What do the Manhattan Project, your frying pan, and the Hartbeespoort Dam have in common? The answer is PFAS (Part One)
A 2021 study found the presence of Per-and Polyfluroalkyl substances in the Hartebeespoort Dam. The dam was already one of the worst examples of eutrophication in the country, and pollution from domestic and industrial effluent have made the dam a source of very poor quality water. (Photo: Wikipedia)

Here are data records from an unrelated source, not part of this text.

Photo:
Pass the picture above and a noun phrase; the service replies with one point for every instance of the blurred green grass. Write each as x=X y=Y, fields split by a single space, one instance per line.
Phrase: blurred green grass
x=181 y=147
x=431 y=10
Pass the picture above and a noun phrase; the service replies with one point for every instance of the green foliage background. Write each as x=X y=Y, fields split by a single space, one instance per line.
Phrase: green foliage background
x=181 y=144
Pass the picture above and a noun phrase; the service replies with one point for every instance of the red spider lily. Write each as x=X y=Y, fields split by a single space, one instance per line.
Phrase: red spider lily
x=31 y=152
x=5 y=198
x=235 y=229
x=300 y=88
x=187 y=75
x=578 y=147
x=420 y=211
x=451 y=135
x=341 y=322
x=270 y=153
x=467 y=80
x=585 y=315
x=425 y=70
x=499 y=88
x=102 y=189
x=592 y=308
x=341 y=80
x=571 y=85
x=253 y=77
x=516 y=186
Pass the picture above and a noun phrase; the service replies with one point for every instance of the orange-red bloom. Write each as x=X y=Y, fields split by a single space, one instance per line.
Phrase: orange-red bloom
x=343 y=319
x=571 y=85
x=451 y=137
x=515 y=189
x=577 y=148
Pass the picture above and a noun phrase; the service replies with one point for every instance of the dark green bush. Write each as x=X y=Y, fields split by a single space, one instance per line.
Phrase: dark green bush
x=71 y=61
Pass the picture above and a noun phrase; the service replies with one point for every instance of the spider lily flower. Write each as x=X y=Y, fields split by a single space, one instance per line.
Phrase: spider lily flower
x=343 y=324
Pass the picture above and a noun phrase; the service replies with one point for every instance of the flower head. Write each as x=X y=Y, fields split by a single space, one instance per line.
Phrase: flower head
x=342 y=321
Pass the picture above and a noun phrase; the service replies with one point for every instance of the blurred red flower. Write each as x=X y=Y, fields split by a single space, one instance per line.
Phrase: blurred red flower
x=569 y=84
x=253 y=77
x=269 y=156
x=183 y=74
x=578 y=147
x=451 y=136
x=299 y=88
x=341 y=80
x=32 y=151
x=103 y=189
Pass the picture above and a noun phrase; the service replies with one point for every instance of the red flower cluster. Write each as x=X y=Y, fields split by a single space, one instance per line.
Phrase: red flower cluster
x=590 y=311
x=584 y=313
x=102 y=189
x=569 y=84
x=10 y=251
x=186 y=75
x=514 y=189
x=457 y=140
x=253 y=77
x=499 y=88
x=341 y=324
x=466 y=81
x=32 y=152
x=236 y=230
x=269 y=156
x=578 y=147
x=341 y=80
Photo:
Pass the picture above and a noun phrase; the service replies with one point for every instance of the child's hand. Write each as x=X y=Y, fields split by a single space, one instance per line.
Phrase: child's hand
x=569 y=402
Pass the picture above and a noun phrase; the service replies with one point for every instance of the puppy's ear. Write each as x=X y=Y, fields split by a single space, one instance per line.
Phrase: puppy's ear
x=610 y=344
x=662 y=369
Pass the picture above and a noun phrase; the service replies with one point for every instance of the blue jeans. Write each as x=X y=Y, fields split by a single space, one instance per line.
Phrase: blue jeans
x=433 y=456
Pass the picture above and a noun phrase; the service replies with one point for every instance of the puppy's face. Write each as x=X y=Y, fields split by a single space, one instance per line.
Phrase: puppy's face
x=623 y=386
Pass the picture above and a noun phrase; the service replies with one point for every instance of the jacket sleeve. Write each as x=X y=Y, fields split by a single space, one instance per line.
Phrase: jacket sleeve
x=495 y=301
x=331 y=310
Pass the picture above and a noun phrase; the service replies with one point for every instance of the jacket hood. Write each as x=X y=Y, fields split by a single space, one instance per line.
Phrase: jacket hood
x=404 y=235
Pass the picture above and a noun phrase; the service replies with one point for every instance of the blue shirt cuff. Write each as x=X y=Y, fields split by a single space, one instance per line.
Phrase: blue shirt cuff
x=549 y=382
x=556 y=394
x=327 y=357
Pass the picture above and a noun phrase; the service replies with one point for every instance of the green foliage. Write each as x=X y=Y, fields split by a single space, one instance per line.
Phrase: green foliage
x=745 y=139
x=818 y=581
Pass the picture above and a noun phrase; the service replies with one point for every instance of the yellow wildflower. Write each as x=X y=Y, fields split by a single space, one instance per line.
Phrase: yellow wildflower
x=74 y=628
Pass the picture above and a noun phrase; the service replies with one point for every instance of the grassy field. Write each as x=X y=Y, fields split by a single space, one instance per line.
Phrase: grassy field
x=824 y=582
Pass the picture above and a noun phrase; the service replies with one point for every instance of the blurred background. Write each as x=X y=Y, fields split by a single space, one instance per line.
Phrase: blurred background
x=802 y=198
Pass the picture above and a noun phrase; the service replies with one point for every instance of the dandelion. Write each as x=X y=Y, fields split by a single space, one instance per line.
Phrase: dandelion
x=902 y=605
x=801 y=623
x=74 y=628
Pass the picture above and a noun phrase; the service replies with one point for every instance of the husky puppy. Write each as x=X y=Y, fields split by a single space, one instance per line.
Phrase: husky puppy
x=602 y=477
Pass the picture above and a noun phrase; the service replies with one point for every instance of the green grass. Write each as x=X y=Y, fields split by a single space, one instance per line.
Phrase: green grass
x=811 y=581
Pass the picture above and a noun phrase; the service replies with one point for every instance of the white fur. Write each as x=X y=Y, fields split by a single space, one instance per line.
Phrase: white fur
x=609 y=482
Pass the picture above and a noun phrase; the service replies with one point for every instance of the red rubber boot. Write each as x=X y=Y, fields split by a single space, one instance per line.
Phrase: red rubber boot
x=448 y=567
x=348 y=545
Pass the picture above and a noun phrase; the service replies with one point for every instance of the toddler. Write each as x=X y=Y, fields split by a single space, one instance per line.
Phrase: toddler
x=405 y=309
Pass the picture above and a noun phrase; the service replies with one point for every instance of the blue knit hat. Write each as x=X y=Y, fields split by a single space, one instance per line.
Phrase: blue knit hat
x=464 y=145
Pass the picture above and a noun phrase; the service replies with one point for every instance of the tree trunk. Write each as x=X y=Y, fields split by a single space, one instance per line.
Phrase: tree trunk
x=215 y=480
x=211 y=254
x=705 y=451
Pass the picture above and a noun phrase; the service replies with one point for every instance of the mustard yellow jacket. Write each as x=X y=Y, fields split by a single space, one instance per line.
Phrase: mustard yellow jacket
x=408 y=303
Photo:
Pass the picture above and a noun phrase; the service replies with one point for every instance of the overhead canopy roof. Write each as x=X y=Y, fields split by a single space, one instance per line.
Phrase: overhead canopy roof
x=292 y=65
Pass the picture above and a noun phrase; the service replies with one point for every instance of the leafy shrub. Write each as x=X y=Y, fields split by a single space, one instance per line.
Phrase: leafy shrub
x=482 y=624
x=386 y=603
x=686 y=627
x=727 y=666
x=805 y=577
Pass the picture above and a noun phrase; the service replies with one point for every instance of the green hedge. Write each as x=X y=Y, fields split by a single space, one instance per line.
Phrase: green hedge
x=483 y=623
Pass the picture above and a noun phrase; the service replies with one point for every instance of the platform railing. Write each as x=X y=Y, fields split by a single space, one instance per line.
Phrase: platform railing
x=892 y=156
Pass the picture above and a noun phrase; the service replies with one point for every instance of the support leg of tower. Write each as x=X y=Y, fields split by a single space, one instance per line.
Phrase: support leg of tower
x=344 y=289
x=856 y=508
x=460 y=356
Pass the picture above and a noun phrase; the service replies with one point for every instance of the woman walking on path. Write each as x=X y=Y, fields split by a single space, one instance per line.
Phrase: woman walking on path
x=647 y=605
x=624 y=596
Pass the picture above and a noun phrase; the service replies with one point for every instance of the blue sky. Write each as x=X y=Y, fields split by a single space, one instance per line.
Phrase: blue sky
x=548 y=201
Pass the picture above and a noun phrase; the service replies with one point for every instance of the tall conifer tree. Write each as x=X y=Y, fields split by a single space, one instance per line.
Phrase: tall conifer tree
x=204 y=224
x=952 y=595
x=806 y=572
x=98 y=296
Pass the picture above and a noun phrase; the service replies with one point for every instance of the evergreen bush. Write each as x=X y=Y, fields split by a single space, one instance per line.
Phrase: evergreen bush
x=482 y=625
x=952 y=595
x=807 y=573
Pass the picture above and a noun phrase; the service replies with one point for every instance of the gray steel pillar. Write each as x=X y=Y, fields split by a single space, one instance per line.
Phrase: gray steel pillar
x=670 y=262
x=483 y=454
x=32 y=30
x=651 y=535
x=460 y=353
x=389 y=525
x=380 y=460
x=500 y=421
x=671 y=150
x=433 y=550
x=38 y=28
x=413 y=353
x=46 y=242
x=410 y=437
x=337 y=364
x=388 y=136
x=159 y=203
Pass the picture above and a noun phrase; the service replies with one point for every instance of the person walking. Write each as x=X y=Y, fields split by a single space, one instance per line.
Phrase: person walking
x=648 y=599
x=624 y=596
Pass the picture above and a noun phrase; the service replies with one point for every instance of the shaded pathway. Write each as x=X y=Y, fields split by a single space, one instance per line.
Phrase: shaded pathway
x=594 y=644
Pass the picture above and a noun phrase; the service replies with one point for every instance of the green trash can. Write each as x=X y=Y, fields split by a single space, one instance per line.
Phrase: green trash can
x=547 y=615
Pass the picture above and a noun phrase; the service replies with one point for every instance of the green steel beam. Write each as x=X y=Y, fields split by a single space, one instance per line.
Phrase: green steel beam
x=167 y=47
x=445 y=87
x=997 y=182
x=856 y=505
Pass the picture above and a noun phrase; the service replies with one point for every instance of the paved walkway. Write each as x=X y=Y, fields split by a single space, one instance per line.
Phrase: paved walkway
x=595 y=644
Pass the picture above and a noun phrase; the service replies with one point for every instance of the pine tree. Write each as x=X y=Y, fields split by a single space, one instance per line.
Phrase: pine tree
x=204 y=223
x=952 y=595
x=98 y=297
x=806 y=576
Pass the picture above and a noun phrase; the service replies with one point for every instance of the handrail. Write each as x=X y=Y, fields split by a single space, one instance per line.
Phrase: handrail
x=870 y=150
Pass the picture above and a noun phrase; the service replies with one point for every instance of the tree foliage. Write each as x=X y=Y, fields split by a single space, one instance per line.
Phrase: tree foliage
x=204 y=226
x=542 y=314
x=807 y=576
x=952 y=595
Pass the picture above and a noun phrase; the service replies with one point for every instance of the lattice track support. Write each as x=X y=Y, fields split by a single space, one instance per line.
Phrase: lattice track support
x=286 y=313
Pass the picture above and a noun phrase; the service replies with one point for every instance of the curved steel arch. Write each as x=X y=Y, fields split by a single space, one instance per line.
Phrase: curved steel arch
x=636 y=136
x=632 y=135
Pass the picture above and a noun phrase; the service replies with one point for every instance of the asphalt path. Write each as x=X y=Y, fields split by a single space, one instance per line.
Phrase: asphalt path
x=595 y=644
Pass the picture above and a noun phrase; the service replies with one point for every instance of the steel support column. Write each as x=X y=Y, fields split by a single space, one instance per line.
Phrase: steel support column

Polyfluoroalkyl, also known as forever chemicals, contamination is global, and they’re getting all the way to our water, right here in South Africa.


This tale begins in the 1930s in the United States of America, and it starts with Roy J Plunkett.

Plunkett was born during the Great Depression and, in 1936, after receiving his doctorate in chemistry, he went to work for the EI DuPont de Nemours and Company (commonly known at that time as DuPont, and now known as DowDuPont).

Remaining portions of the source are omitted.